Petroleum production from restricted shelf carbonates of the Lower Ordovician Ellenburger Group is commonly considered to have been a result of a pervasive, relatively homogeneous tectonic fracture system within the reservoir rock. However, regional facies and diagenetic (paleokarst) studies of Ellenburger strata, based on cores and wireline logs, have demonstrated that significant reservoir compartmentalization was caused by karst modification in the upper part of the unit.

Ellenburger Group carbonates, which attain a thickness of over 1,700 ft (520 m), record sedimentation on a shallow-water restricted shelf occupying most of west Texas. Logging of over 10,000 ft (3,050 m) of core from 63 wells has allowed recognition of six facies assemblages: (1) lithic arenite, (2) mixed siliciclastic-carbonate packstone-grainstone, (3) ooid-peloid grainstone, (4) mottled mudstone, (5) laminated mudstone, and (6) gastropod-intraclast packstone-grainstone. These facies assemblages record initial transgression and subsequent progradation and aggradation. Paleoslope was generally south and east from the Texas arch toward the Ouachita and Marathon orogenic belts. All facies assemblages, with the local exception of the ooid-peloid grainstone assemblage, are characterized y very low intergranular and intercrystalline porosity.
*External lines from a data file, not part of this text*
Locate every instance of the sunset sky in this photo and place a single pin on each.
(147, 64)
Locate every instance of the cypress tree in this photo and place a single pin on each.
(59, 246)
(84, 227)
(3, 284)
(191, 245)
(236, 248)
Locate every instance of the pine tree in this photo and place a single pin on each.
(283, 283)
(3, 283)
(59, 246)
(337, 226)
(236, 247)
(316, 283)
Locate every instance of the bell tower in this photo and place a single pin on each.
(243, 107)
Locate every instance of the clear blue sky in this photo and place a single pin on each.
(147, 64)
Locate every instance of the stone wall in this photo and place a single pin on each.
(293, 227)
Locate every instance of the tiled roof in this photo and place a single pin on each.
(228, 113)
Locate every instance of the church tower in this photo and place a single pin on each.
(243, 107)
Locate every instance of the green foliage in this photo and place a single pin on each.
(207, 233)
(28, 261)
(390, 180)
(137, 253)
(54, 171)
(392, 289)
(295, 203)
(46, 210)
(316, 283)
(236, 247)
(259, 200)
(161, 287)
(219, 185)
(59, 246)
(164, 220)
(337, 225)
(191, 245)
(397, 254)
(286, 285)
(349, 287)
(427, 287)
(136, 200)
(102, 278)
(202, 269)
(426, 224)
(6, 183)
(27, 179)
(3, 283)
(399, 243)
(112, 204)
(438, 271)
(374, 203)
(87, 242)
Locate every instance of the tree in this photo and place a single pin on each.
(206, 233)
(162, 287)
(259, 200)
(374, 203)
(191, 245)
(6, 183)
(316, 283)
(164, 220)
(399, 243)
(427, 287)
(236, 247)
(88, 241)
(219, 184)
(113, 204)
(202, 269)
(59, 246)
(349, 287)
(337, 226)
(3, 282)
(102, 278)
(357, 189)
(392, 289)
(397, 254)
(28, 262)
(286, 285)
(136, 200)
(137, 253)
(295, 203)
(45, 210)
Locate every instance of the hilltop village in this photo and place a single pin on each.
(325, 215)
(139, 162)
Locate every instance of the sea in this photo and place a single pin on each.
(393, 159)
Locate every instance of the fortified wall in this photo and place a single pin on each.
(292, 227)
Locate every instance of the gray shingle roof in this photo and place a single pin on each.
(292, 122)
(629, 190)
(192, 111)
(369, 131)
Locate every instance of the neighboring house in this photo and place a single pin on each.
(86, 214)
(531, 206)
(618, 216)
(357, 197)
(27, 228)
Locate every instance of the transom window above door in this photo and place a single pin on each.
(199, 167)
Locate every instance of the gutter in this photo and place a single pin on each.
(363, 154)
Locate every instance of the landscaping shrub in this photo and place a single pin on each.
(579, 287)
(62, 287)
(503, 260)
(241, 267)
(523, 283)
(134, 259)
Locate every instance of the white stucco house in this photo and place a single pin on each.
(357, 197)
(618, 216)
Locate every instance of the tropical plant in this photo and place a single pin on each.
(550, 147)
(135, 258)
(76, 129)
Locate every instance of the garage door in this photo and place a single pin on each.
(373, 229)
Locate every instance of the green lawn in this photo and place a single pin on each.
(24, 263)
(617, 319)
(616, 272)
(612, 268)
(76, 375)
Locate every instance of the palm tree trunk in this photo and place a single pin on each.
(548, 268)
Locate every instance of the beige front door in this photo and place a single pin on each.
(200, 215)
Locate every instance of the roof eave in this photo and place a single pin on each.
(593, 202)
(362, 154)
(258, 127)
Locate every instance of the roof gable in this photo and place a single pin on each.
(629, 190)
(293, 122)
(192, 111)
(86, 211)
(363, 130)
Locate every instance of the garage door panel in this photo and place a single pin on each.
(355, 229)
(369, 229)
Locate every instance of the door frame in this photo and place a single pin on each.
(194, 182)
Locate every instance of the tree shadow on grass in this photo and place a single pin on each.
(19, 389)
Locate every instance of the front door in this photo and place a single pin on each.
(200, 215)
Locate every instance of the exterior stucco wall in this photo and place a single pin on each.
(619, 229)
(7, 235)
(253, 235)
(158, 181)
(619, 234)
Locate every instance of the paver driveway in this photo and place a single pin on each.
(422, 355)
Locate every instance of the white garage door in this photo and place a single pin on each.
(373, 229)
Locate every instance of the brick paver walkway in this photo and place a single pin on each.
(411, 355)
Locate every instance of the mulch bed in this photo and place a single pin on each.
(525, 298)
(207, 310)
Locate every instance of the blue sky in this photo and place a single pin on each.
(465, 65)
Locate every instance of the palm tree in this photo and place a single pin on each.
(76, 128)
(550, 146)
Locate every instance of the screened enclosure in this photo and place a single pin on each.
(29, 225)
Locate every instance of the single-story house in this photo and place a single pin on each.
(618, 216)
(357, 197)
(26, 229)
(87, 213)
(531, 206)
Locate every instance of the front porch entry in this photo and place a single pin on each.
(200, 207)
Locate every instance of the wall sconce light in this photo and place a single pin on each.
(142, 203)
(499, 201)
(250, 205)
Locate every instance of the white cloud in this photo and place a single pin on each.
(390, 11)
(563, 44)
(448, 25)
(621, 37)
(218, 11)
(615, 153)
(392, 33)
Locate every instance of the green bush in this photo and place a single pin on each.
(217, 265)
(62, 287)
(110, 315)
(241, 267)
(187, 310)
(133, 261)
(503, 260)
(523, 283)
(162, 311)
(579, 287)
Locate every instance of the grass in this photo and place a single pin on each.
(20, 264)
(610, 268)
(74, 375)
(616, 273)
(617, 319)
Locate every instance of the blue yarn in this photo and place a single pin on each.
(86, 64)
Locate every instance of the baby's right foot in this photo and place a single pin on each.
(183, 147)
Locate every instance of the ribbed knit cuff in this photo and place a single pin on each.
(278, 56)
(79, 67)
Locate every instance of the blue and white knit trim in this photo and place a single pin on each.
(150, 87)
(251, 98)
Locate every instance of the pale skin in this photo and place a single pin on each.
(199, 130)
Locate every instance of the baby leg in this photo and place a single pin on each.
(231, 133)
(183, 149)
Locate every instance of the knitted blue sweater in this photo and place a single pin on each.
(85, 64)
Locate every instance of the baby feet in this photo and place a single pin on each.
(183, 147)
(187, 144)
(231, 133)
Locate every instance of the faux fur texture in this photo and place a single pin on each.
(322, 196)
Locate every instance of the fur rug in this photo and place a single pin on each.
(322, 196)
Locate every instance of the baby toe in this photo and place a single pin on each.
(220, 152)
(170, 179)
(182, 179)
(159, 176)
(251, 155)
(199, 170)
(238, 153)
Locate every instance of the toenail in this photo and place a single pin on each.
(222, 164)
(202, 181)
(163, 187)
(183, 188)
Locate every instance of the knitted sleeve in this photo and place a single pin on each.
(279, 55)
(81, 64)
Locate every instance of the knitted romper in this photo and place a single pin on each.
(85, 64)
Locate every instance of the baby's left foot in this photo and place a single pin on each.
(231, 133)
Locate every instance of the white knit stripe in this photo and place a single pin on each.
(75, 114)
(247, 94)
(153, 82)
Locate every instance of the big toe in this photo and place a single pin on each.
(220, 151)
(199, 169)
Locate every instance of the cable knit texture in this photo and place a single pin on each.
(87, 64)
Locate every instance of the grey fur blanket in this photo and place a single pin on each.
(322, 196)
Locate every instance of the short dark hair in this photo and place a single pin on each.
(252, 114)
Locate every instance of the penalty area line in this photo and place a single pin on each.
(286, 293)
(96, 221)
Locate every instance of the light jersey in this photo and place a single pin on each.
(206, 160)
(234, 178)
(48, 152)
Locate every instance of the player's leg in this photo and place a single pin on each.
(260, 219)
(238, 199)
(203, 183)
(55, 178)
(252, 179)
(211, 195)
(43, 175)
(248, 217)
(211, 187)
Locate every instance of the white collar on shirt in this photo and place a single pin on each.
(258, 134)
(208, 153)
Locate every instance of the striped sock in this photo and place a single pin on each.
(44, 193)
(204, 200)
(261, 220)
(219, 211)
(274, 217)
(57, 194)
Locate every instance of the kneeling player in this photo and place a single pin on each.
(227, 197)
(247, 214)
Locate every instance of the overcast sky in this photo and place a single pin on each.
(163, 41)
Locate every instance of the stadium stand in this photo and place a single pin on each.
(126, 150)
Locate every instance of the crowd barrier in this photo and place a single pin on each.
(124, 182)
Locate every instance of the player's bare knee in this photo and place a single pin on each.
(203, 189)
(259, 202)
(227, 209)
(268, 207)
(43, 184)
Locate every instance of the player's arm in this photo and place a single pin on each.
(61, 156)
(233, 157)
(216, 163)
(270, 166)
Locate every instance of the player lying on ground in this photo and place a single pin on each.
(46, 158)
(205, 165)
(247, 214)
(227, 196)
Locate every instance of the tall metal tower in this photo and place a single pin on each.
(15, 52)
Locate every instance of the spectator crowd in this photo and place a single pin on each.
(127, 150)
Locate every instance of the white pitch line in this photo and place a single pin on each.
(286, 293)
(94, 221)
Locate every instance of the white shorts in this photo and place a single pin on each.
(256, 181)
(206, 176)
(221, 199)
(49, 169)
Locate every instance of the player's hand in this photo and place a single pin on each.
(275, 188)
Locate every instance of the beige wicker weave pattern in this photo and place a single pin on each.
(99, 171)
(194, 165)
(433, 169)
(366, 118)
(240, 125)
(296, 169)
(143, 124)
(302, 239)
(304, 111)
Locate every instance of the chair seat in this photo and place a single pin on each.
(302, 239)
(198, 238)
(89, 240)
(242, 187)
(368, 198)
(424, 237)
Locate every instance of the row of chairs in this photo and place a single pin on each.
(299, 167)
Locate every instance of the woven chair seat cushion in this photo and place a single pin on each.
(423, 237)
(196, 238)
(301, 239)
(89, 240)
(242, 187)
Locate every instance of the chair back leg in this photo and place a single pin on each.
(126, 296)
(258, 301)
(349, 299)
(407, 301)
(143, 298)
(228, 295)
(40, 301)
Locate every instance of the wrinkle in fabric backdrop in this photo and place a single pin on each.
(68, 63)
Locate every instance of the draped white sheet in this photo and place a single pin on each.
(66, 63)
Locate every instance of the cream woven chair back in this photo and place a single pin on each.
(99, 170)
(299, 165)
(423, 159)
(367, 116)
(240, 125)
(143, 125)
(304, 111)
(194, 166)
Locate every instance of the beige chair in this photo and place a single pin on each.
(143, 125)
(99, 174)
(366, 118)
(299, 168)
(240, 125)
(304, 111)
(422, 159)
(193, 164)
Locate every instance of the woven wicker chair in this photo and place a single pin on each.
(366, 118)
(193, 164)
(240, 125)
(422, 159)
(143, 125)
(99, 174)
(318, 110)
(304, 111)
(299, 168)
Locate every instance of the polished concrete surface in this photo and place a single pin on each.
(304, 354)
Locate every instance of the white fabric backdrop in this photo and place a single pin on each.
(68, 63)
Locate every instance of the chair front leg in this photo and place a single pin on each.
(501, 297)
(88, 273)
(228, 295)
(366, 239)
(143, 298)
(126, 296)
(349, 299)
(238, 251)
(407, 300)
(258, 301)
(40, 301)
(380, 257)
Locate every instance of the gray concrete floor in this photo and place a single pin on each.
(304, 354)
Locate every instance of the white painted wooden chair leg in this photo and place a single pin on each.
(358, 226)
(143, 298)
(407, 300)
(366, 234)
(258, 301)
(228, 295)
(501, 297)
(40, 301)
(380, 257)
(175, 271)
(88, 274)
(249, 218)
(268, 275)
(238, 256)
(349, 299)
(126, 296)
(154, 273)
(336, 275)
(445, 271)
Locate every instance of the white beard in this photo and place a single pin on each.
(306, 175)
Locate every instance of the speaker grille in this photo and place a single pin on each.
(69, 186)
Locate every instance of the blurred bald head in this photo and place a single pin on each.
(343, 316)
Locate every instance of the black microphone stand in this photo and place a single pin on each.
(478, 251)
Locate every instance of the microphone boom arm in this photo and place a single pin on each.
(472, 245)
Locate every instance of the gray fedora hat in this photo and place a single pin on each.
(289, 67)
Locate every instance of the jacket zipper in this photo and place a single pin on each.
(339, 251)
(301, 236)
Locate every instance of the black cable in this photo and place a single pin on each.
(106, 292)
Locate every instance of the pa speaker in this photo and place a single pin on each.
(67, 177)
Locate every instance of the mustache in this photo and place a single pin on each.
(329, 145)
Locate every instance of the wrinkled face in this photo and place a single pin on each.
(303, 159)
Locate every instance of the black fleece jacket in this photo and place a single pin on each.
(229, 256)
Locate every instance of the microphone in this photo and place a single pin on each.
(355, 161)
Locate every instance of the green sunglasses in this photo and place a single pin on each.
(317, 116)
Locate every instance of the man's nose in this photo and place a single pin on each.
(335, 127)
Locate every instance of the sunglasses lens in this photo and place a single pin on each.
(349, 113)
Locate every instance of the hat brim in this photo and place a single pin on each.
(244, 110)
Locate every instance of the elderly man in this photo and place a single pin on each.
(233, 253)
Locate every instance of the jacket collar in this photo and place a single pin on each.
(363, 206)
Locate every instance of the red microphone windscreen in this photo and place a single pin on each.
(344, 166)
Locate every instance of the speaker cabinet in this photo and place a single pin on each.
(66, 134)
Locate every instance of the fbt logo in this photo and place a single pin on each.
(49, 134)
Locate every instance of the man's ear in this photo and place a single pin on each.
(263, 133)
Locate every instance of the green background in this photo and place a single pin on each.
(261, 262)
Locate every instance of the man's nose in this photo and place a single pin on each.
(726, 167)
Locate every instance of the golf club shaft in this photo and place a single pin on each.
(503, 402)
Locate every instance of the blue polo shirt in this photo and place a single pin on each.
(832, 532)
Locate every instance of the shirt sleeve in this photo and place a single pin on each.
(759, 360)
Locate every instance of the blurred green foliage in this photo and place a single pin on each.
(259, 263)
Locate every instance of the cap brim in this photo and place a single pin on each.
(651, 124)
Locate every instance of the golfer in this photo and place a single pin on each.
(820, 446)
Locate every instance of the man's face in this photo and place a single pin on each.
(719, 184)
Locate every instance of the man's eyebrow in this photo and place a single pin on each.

Porosity development in Ellenburger Group carbonates is directly related to a prolonged period of subaerial exposure that coincided with a Middle Ordovician eustatic lowstand prior to transgression of Simpson Group siliciclastics. During this episode, a widespread system of caves, sinkholes, joint-controlled solution features, and collapse breccias developed. Of particular importance to reservoir development was the formation of a regionally extensive cave system between 100 and 300 ft (30 and 90 m) beneath the exposed Ellenburger surface.

Infill of this cave system by Simpson Group sand and clay segmented the upper Ellenburger into three karst facies, which are, in descending order, (1) cave-roof dolomites (fracture and mosaic breccias), (2) laterally persistent cave-fill facies (siliciclastic-matrix-supported and carbonate-matrix-supported breccias), and (3) lower collapse facies (chaotic clast-supported breccias) of the cave floor.

Pronounced vertical segregation of permeable zones defined by the three karst facies is evident in the Emma, Andector, Martin, Block 13, and several other major Ellenburger reservoirs. Lateral reservoir heterogeneities formed by localized laterally extensive collapse structures, such as in the Shafter Lake reservoir, also contribute to compartmentalization of producing zones within the upper Ellenburger Group. Secondary and tertiary recovery programs in these Ellenburger reservoirs can be optimized by integrating concepts of lateral and vertical heterogeneity predicted by the karst model.